Aniston is even more anonymous than usual. But if you squint during the closing credits — to read a font so small it feels like a union-mandated minimum to mediate the shame of those involved — you’ll see Aniston had a half-dozen hairstylists on hand for shoots in Monaco, Italy and Spain. Indeed, no one seems to give a hoot about anything beyond a jetsetting holiday on Netflix’s dime. And between this and Men in Black: International, it’s a big week for gutbusters about how those wacky folks overseas put steering wheels on the other side of the car.

Unlike its trainwreck theatrical kin, Murder Mystery musters a good action sequence to follow that dead-horse punchline. Albeit to a significantly lesser degree than last year’s underrated The Spy Who Dumped Me, second-unit director Gary Powell (a veteran of Daniel Craig’s Bond films) lends exceptionally clean lines to a Ferrari car chase set to AC/DCs “Shoot to Thrill.” There have certainly been worse loud scenes to roust you from Sandler-comedy catatonia.

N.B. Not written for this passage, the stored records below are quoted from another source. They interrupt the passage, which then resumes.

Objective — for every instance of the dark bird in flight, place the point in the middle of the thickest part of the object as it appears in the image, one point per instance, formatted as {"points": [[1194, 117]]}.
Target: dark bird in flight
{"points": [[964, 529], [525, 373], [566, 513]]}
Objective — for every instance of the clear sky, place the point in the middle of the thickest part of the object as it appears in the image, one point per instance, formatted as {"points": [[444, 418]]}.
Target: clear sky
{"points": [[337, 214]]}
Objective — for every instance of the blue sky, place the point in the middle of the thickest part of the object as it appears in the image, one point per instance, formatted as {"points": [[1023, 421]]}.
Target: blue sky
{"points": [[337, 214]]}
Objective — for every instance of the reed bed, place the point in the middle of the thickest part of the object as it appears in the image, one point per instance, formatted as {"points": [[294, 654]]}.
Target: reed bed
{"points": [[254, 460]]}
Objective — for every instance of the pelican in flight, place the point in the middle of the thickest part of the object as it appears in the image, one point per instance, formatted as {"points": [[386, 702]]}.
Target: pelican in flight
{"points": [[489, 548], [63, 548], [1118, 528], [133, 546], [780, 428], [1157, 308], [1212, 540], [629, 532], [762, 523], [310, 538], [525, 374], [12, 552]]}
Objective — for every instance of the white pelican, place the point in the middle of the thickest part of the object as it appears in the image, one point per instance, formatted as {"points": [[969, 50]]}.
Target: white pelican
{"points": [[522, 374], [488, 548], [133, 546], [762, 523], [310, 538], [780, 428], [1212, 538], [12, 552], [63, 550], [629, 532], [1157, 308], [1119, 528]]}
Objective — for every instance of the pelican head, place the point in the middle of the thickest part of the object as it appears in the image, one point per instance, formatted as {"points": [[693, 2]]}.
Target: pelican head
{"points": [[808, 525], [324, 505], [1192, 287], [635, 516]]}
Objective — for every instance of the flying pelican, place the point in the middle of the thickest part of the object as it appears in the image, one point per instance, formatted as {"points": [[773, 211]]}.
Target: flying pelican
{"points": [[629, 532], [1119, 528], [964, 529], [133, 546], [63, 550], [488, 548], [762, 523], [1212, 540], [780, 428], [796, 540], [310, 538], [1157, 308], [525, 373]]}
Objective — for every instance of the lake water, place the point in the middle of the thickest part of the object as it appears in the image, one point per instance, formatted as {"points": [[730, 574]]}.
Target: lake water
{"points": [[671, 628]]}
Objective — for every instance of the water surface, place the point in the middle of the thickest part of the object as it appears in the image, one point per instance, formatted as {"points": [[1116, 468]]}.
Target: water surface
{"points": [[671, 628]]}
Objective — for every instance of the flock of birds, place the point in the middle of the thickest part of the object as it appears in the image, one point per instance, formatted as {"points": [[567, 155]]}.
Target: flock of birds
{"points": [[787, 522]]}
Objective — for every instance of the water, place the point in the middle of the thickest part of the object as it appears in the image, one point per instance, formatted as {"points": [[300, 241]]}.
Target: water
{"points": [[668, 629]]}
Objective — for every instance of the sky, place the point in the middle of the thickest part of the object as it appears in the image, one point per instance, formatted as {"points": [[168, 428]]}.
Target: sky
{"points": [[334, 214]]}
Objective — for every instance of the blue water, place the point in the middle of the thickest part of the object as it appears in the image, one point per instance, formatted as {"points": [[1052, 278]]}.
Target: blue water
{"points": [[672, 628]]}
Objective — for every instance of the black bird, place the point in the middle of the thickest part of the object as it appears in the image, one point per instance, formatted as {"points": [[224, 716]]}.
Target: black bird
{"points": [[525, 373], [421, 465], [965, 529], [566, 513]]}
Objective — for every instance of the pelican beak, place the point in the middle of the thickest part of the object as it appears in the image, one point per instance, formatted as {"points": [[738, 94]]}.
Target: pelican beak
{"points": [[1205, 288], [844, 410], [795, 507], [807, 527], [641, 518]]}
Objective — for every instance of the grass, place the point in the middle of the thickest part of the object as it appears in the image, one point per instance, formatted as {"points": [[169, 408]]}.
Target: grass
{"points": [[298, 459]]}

After a decade-plus where disparaging Sandler has been de rigueur, it may seem pointless to pan such relatively painless piffle as Murder Mystery; after all, no comedian stays great forever. But when you see how effective Sandler can still be when he puts forth even a scintilla of skill — search Netflix for “Meyerowitz” and thank me later — well … that’s why these vending-machine movies (now complete with vending-machine titles) continue to rankle. Sometimes, you just get tired of watching guys lollygagging to first night in and night out. One day, this Netflix contract will be over. Maybe then he, and we, will be free.